Embryokines are molecules secreted by the mother that regulate embryonic development. Among these molecules in cattle are colony stimulating factor 2 (CSF2) and dickkopf-related protein 1 (DKK1). Here, we evaluated actions of CSF2 and DKK1 alone or in combination on characteristics of embryos produced in vitro in the presence of serum. A total of 70 beef cows from 4 farms were subjected to oocyte retrieval on 1 to 4 occasions. Within each farm, donors were randomly allocated to 1 of 4 treatment groups (vehicle, CSF2, DKK1, CSF2 + DKK1). Embryos from a given donor were always exposed to the same treatment. Treatments were added to the culture medium on d 5 after insemination, and blastocyst stage embryos were transferred to recipient females 2 d later.

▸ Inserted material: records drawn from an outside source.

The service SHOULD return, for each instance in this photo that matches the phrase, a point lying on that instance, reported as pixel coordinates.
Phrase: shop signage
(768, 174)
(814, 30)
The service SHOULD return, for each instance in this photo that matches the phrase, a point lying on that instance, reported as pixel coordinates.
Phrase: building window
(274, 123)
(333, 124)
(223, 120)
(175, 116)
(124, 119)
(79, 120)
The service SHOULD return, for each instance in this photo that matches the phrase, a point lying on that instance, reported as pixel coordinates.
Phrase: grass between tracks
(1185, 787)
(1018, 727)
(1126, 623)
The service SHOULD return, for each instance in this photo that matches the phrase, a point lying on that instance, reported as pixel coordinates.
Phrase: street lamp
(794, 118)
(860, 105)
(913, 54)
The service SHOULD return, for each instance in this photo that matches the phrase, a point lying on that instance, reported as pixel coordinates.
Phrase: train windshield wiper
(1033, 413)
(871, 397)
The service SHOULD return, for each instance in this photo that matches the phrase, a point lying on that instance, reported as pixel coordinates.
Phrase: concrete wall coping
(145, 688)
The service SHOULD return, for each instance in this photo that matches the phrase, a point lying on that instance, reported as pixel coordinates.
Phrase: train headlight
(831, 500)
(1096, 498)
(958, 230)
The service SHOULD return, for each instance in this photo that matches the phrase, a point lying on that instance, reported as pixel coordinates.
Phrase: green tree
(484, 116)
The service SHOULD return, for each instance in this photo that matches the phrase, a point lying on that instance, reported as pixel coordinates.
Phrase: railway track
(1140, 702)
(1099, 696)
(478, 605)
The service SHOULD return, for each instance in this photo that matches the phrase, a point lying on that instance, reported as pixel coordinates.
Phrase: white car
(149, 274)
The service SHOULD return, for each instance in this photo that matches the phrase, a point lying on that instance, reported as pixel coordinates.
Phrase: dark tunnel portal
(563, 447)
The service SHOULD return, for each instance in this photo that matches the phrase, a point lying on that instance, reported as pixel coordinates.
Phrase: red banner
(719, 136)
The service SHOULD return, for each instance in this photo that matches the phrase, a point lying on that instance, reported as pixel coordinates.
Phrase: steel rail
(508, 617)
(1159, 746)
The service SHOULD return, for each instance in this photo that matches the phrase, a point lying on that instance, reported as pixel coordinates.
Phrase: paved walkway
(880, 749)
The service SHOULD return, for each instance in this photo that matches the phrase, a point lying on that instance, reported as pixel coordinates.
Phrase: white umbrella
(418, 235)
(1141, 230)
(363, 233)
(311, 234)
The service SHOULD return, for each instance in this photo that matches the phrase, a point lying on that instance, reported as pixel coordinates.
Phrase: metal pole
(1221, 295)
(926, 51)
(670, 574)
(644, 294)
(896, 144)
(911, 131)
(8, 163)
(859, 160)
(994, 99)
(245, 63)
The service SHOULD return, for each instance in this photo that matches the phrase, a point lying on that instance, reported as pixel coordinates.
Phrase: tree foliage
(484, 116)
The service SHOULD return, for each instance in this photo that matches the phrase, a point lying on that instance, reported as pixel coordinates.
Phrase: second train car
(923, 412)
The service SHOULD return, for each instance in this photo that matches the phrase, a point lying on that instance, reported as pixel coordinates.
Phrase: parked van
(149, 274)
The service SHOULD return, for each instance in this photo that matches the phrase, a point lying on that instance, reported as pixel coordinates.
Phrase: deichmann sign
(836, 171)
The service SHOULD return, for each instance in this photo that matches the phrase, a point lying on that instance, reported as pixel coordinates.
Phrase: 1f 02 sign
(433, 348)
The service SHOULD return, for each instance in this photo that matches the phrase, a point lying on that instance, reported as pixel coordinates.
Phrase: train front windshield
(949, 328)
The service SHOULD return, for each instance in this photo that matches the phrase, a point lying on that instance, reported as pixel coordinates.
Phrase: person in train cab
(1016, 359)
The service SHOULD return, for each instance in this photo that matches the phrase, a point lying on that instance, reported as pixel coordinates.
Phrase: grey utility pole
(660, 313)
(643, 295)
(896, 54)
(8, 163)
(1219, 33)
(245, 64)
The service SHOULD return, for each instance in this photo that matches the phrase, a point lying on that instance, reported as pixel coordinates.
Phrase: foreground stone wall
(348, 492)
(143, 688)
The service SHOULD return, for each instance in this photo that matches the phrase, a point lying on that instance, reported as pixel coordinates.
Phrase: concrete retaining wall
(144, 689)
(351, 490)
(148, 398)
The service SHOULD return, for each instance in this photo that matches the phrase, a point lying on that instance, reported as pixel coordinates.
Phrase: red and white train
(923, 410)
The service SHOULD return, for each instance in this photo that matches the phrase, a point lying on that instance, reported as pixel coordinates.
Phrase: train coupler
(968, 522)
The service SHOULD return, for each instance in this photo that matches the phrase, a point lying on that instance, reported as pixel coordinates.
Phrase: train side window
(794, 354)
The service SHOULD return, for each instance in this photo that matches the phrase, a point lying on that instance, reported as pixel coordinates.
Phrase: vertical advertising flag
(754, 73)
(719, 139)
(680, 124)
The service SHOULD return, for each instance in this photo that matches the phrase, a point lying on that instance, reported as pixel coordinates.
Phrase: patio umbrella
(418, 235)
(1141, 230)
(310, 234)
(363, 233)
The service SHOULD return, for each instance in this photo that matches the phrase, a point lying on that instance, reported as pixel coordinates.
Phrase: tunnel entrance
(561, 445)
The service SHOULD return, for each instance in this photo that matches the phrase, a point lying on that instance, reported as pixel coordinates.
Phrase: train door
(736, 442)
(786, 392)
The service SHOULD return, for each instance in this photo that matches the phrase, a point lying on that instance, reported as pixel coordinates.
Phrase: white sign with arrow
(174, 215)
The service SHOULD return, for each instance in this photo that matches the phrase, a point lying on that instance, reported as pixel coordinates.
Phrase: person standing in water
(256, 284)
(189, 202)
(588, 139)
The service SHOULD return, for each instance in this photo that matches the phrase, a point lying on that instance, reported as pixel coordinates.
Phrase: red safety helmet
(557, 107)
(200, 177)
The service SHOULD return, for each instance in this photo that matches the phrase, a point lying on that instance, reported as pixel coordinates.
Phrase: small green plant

Treatment did not affect the percent of oocytes or cleaved embryos that developed to the blastocyst stage or the percent of recipients that became pregnant after embryo transfer. However, calves derived from embryos treated with DKK1 were smaller at birth, regardless of CSF2 treatment. Results indicate no effects of addition of CSF2 or DKK1 to culture of embryos produced in vitro with serum-containing medium on development to the blastocyst stage or competence to establish pregnancy after transfer to recipients. The fact that embryos cultured with DKK1 resulted in calves with reduced birth weight illustrates the potential ability of this embryokine to program postnatal phenotype. Results support the concept that properties of the offspring can be programmed as early as the preimplantation period.

Effects of rumen-protected methionine and choline supplementation on the preimplantation embryo in Holstein cows.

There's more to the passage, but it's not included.